Never Liked It Anyway offers post-relationship cleansing for your closets and your soul. It’s a website where “once-loved gifts from once-loved partners get a second chance”. The site was conceived when its owner, après wrenching break-up, realized she held a useless plane ticket for a now-cancelled getaway. With simple blogging software, she created a combination online group hug/swap meet. A brilliant website where newly singled users could vent their blues while offloading the detritus of disastrous unions, in an unintentionally green way.

Convert that impulse to torch the stuff into a sensible recycling exercise with environmental and financial upside.  The loveless clear out memory-laden loot. The loot, picked up at bargain prices, is diverted from landfills. Sellers pocket some cash. Shoppers get added entertainment reading heart-wrenching/hilarious back stories.  A wedding band selling at half it’s original price comes with the tale, “Prince Charming turned into a toad and gave me divorce warts. I’m not bitter, just BETTER.”  A guy unloading an engagement ring says, “I’d like to get this ring onto the hand of someone who loves her partner more than her parents.” Ouch.

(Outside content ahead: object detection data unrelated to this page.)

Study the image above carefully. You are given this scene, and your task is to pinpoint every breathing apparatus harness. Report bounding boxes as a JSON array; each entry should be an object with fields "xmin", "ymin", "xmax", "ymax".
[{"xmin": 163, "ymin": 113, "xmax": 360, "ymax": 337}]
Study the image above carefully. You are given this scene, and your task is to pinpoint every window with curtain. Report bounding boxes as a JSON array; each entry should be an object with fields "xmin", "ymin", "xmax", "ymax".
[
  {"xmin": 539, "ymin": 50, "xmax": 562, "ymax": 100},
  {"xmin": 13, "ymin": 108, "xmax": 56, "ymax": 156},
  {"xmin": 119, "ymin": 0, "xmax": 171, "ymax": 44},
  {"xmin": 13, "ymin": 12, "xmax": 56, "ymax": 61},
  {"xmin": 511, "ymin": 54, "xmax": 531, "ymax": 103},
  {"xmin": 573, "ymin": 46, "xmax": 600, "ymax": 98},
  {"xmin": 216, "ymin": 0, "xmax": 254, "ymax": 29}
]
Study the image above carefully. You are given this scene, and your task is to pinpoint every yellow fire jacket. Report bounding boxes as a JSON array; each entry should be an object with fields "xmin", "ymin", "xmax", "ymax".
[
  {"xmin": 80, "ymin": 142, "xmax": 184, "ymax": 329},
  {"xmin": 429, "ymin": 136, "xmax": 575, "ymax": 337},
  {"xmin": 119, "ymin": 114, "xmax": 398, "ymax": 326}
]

For saying Good Riddance to bulkier items, like your cedar Hope Chest or loveseat, check out second-hand furniture dealers. Nefertiti Furniture is an Emirati supplier of used furniture. Their website boasts that stock is “from European and American expatriates who only buy the best.“ I can vouch that a few of those discerning expats were motivated to sell by changes in marital status. Their eyes may’ve been red, but by locally reselling quality goods at fractional prices, their actions were quite green.

While you’re at it, divorce yourself from middle men (and women).

Why not dump things directly? Craigslist is a forum for posting classifieds, services and goods swapping with branches specific to Kuwait, Lebanon, Palestine and Israel. Post things you want taken away, for free or for a price. Freecycle is a nonprofit that’s all about reuse and keeping good stuff out of garbage bins. When I lived in recycling-crazed Ireland, rather than paying to dispose of 140 cardboard shipping boxes at the county waste center, I posted on Dublin Freecycle. Four different guys responded and in a matter of days, carted away all the cartons. This stuff works. There are Freecycle groups active in Cairo, Damascus, Tel Aviv, Haifa and Ankara.

Say it with (dead) flowers.

Not quite ready to move on?  Itching to get in the last word? Take a peek at a novel niche in the billion dollar floral industry. Companies such as Dirty Rotten Flowers will deliver a custom arrangement to the object of your obsession; the kicker is the flowers are dead. Stems are sourced from traditional florists after their sell-by date, ensuring that your gift is green, even though the bouquet is decidedly brown.

Break the mashup between “heart” and “ache” by choosing positive  actions in your move forward.  Put a green-lining in your breakups.